From ‘happy hypoxia’ to purpuric rashes — here are all the perilous ways the coronavirus attacks the body
A nurse wears personal protective equipment (PPE) as she cares for a coronavirus COVID-19 patient in the intensive care unit (I.C.U.) at Regional Medical Center on May 21, 2020 in San Jose, California.
Justin Sullivan | Getty Images
It’s been almost eight months since Chinese scientists first identified the coronavirus and doctors are still discovering new symptoms that can ravage the body and leave lasting damage months after recovering from Covid-19.
While more than 813,000 people have died from the disease, a majority of the more than 23.6 million people with confirmed infections have recovered. But it hasn’t affected all of them the same. Once thought of as just a respiratory illness, Covid-19 is marked as much by the variety of potentially perilous ways it harms the body as it is for the signature pneumonia it often causes, alarming doctors and public health officials.
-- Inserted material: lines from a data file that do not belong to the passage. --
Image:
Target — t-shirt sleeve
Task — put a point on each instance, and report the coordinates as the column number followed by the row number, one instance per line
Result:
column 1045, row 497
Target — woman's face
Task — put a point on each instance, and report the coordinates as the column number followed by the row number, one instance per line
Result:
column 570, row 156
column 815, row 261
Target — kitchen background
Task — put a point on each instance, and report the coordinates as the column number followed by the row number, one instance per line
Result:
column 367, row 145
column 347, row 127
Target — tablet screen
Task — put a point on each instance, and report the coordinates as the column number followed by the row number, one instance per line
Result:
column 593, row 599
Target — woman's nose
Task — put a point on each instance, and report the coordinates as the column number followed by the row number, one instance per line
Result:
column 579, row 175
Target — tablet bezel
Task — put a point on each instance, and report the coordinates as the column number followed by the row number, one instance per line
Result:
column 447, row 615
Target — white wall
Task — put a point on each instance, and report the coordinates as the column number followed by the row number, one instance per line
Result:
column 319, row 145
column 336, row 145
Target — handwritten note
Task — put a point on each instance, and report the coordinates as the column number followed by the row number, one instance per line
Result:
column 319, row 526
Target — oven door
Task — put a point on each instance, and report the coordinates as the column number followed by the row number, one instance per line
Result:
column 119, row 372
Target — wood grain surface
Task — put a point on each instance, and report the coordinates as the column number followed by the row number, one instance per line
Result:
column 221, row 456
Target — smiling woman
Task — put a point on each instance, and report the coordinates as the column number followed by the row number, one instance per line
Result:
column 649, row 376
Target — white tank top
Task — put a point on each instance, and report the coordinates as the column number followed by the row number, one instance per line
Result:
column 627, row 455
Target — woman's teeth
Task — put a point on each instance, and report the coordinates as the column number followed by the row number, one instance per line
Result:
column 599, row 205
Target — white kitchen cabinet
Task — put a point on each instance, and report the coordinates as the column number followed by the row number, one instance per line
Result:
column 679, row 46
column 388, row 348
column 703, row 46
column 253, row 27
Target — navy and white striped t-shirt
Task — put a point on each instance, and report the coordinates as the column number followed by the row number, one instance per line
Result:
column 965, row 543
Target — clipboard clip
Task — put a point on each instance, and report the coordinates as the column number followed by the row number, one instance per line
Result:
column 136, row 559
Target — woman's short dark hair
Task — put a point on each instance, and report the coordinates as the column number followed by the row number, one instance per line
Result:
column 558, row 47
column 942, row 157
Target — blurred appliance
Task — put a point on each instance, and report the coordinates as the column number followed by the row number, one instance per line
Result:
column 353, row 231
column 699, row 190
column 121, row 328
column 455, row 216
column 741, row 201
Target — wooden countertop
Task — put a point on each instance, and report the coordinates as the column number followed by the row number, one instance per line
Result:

Because the coronavirus attacks a variety of types of cells in the body, there isn’t one thing that connects every symptom or one treatment that seems to help every case.
Doctors know Covid-19 can be unpredictable, stressing virtually every system in the body, including the heart, kidneys and the brain. Some patients may suffer long-lasting nerve damage that impacts their ability to walk or smell, while others have continuous coughing fits and struggle to breathe, scientists and health officials say.
“We have to come to grips that Covid might kill me, but it could also debilitate you over a significant period of time. And therefore we have to take it seriously,” Dr. Mike Ryan, executive director of the World Health Organization’s health emergencies program, said during a Q&A on July 29. “We have to take protecting ourselves and protecting others seriously. At some level, we have the right to potentially risk harm to ourselves. We have no right to risk harm to others.”
Below is a look at what we know the coronavirus does to the body:
Common symptoms
Researchers say symptoms can vary depending on the severity of the disease. According to an early estimate from the WHO, about 80% of Covid-19 cases are either mild or asymptomatic, meaning the person never develops symptoms.
The most common symptoms among people who are not hospitalized with Covid-19 are dry cough, tiredness and fever, according to the WHO. Some patients may have muscle or body aches, a headache, nasal congestion, runny nose or sore throat, the agency said. Many people also experience symptoms such as nausea, vomiting or diarrhea, sometimes prior to developing a fever, according to the Centers for Disease Control and Prevention.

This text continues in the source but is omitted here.